Lastly showing the threat spots ( but they didn't work on me ). The animal inflates itself to stretch out its skin to expose the fluorescent blue spots. Best viewed by cycling quickly through the photos.


----------



## XKiller (Mar 18, 2011)

Nice photos, and snake I'm yet to find a common phase green tree snake that'll get aggressive and flare up for me there useully quite complaceant.


----------



## driftoz (Mar 19, 2011)

Fuscus said:


> Lastly showing the threat spots ( but they didn't work on me ). The animal inflates itself to stretch out its skin to expose the fluorescent blue spots. Best viewed by cycling quickly through the photos.
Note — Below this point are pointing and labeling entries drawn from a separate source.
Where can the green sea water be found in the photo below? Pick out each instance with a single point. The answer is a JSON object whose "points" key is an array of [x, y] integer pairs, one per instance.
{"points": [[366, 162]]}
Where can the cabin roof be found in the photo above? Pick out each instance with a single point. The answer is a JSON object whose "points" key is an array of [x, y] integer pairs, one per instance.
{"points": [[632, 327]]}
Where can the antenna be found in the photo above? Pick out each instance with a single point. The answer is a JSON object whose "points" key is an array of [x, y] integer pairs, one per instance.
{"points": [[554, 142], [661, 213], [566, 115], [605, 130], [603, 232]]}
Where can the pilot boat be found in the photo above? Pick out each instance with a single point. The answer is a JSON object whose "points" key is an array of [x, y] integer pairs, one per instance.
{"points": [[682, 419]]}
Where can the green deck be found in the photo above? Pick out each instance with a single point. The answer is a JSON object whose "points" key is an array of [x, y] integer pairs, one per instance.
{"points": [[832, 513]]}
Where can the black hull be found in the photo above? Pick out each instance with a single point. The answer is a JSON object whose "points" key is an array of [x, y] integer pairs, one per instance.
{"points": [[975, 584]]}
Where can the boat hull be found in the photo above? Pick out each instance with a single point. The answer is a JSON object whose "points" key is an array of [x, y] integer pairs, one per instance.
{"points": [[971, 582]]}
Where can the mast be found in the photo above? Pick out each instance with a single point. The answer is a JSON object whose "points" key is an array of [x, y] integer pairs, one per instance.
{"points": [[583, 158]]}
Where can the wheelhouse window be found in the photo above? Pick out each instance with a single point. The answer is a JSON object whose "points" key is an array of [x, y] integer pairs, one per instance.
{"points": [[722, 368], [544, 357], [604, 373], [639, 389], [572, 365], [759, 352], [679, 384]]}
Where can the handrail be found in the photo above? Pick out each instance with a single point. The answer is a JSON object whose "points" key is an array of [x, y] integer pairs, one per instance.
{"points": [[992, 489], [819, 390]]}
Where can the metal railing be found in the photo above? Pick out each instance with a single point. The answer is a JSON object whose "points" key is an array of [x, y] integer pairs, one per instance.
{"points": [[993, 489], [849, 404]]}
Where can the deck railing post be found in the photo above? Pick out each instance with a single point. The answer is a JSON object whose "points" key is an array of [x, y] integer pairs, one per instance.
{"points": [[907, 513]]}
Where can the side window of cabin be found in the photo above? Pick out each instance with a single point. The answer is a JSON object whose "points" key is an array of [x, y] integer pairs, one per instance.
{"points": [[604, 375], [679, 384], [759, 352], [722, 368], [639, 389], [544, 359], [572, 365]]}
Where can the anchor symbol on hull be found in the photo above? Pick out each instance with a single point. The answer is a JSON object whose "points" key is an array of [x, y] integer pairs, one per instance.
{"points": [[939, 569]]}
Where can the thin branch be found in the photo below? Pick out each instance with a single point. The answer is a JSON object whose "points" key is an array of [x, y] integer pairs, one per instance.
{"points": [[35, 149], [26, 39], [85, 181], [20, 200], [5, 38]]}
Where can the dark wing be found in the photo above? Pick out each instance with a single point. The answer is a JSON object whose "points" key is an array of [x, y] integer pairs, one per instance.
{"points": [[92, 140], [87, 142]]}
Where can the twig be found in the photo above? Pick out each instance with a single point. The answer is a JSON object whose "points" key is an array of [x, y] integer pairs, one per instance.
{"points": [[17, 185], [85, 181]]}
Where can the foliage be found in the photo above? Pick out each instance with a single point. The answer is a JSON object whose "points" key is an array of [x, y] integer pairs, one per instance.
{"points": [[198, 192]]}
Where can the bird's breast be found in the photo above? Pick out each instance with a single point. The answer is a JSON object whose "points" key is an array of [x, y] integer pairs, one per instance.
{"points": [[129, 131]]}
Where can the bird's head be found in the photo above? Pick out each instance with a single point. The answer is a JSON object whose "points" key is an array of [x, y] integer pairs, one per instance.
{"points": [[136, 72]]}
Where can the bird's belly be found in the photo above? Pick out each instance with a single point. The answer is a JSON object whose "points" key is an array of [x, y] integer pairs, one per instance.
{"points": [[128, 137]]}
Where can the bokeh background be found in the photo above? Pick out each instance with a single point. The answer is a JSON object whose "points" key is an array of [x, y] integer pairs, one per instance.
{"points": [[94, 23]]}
 looks cool as if hes got little led lights under the scales lol


----------



## thals (Mar 19, 2011)

Great pics Fuscy, gotta love that flecking


----------



## Defective (Mar 19, 2011)

wow now that is a beautie! it looks like it has little blue LED tubes on it. I'd frame the 3rd pic


----------



## NicG (Mar 19, 2011)

They make great photo subjects when they're in threat display mode, don't they? They just sit and wait for you to take the photo(s) ... with maybe an occasional strike, which is more often than not just a headbutt.

What size was it? (Length, diameter)


----------



## Fuscus (Mar 19, 2011)

NicG said:


> with maybe an occasional strike, which is more often than not just a headbutt.


He struck - more than just a headbutt 


NicG said:


> What size was it? (Length, diameter)


 approx a meter - adult finger width


----------



## Gusbus (Mar 19, 2011)

nice shots bud


----------